— Пашел!
Как только Мокеич отпустил узду, жеребец заплясал со всех четырех ног и рванулся к дороге. Двухколесную таратайку так и подбросило, и пошла она вилюжить, выхаживать от канавы к канаве, совсем куцая, невесомая, как высоко подрезанный лошадиный хвост. Благо, что у таратайки оглобли жестко связаны с люлькой, и хоть она угрожающе кренилась с колеса на колесо, но не опрокидывалась. С каждым поворотом дороги медвежий запах все ближе и ближе подступал к морде жеребца, и он дико храпел, дрожал вспотевшими пахами, разбрасывал из-под шлеи шматки пены, рвал вожжи из рук милиционера и железными удилами раскровенил себе пасть.

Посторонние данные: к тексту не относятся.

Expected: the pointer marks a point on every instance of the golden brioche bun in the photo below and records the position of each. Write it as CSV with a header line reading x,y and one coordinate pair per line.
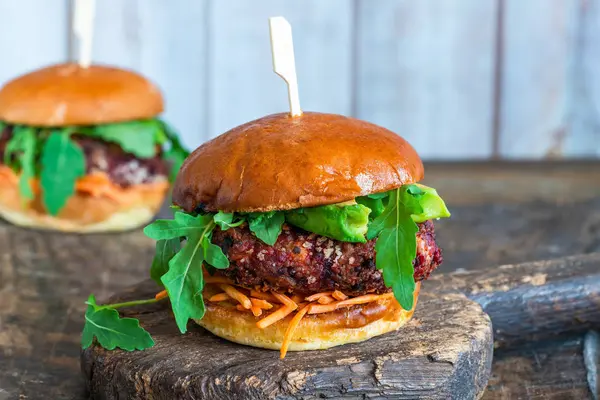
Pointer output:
x,y
83,212
281,162
67,94
315,332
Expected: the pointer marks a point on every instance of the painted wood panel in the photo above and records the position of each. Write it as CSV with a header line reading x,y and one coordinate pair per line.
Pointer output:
x,y
166,42
426,71
584,107
33,34
538,92
242,85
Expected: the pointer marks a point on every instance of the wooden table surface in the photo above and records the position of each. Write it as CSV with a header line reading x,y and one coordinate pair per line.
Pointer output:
x,y
501,213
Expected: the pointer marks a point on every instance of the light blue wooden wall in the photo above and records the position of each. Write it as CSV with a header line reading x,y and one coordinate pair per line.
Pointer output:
x,y
460,79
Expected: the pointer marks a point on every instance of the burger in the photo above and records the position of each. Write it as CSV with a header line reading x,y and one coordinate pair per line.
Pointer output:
x,y
83,149
298,233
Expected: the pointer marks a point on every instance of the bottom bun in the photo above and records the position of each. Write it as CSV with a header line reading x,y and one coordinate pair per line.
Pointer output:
x,y
83,212
315,331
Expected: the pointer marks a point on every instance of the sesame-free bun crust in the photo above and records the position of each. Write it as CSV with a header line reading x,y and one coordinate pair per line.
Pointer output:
x,y
280,162
83,213
315,332
67,94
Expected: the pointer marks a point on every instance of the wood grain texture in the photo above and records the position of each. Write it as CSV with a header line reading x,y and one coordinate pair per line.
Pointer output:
x,y
242,85
27,38
425,70
167,43
502,213
548,107
533,301
525,372
444,352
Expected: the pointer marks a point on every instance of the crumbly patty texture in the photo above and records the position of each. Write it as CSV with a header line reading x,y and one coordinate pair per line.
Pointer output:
x,y
123,169
305,262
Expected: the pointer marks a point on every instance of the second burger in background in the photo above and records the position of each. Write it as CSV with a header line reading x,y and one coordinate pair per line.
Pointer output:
x,y
81,149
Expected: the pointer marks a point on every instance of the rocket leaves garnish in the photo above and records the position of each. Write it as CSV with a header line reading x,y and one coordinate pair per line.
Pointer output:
x,y
396,245
52,155
63,162
139,138
112,331
184,279
22,148
165,251
266,226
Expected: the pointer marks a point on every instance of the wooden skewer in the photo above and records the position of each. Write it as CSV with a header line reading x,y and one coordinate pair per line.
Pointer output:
x,y
284,63
83,28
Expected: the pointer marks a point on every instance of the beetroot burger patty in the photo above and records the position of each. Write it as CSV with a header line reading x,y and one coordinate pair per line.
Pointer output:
x,y
308,263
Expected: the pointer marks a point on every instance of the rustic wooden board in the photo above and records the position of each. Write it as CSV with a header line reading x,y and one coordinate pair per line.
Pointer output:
x,y
525,372
502,213
446,351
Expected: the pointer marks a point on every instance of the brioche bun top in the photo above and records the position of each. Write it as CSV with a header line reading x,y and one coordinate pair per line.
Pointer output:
x,y
280,162
67,94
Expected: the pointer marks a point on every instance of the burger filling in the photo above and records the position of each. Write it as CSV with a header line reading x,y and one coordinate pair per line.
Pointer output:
x,y
300,262
61,159
305,263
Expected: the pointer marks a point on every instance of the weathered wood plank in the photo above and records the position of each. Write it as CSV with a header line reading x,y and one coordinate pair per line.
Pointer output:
x,y
33,34
166,42
242,85
536,300
544,86
426,71
542,371
445,352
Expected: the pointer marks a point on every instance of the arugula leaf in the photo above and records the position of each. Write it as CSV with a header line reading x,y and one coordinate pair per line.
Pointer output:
x,y
62,163
266,226
20,152
139,138
184,279
396,246
165,251
347,223
225,220
184,282
112,331
214,255
176,154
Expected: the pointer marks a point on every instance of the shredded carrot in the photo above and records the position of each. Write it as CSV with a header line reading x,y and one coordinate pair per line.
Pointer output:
x,y
289,332
262,304
285,300
297,298
9,174
161,295
237,295
317,296
219,297
256,311
275,316
325,300
338,295
264,296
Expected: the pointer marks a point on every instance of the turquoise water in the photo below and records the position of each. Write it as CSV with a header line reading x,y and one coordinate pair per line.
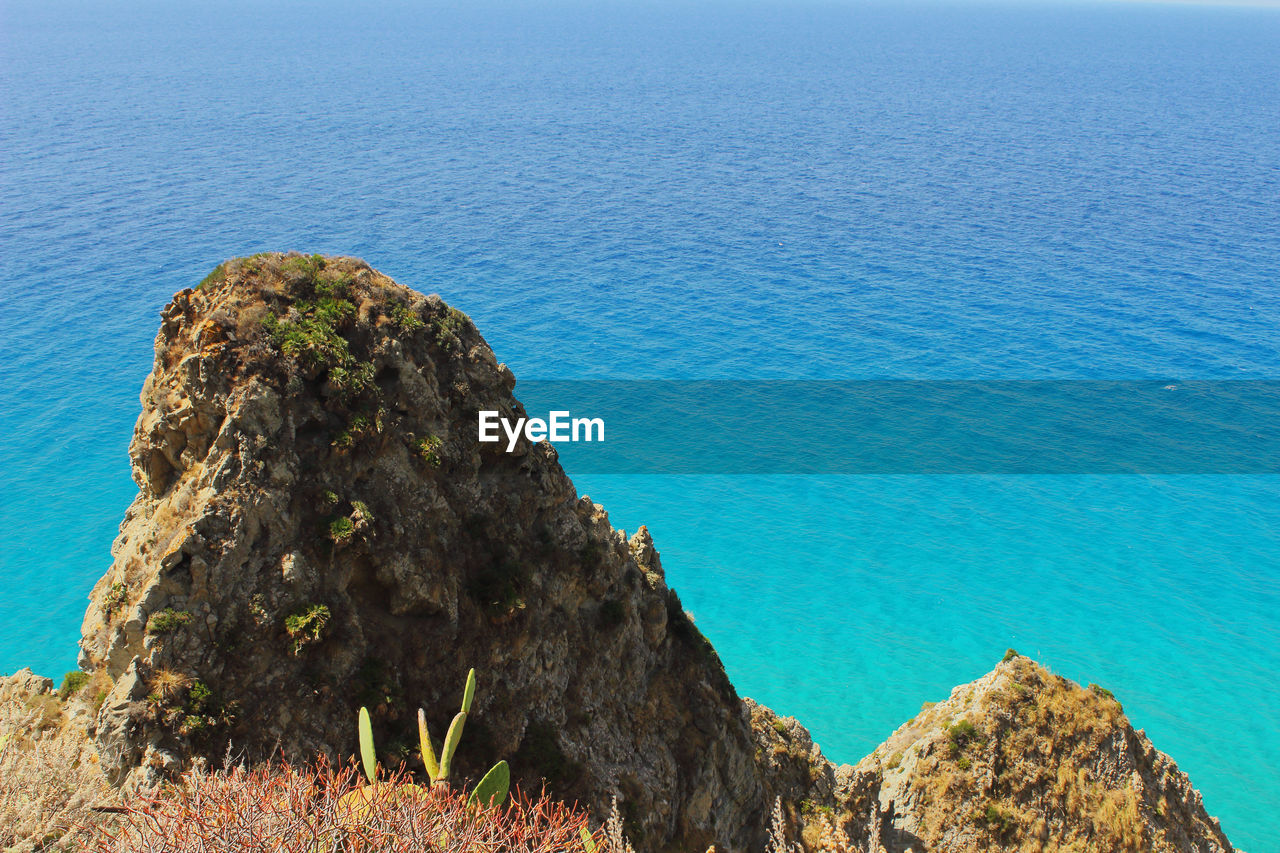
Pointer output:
x,y
734,190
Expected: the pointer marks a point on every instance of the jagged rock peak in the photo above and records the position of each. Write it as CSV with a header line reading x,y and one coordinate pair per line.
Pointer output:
x,y
1025,760
318,529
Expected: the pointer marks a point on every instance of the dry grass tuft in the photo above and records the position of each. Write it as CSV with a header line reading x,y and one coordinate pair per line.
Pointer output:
x,y
49,776
291,808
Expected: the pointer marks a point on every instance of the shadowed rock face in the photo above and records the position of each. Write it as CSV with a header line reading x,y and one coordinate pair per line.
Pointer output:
x,y
318,529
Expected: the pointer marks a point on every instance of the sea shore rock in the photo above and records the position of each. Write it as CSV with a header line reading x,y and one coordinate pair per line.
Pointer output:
x,y
318,529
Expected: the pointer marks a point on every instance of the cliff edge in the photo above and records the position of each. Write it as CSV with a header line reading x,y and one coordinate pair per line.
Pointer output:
x,y
318,529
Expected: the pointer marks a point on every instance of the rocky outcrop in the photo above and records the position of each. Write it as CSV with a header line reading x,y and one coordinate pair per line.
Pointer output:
x,y
1025,760
318,529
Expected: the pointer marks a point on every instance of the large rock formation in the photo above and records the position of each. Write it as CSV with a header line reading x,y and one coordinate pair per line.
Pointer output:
x,y
318,528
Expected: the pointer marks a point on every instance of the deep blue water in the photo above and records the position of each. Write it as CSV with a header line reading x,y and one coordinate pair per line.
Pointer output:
x,y
736,190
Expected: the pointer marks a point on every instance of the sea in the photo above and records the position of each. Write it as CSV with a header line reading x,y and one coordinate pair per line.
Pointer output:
x,y
753,190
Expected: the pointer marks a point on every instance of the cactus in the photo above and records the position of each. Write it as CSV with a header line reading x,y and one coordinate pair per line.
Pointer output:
x,y
366,746
424,738
493,787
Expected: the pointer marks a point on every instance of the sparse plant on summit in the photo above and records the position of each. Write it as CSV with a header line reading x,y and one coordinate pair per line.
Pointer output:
x,y
306,625
167,621
72,684
429,448
115,597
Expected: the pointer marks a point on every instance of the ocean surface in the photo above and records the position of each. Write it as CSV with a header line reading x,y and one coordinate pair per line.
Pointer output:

Наконец он метнулся с дороги и хлестнул таратайку о еловую валежину. Молодой милиционер попал под железную ось, и жеребчик, ломая оглобли, помял ему грудь. А тот, постарше, что кучерил, долго не мог освободиться от намотанных на руки вожжей и волочился по лесным завалам до тех пор, пока не порвались вожжи.
Только на другой день кумарьинские мужики, ехавшие с хлебом в город, подобрали милиционеров: старший с выломанными руками — в чем душа, а другой, молоденький, уже успел оправиться, хотя при всяком неловком движении хватался за грудь.
Жеребца вообще не нашли. Следы его затерялись на лосиных тропах среди безбрежных моховых болот, поросших чахлым березником, трехлистной капусткой — лосиным лакомством — и багульником, который по всей Туре за дурной запах называют клоповником.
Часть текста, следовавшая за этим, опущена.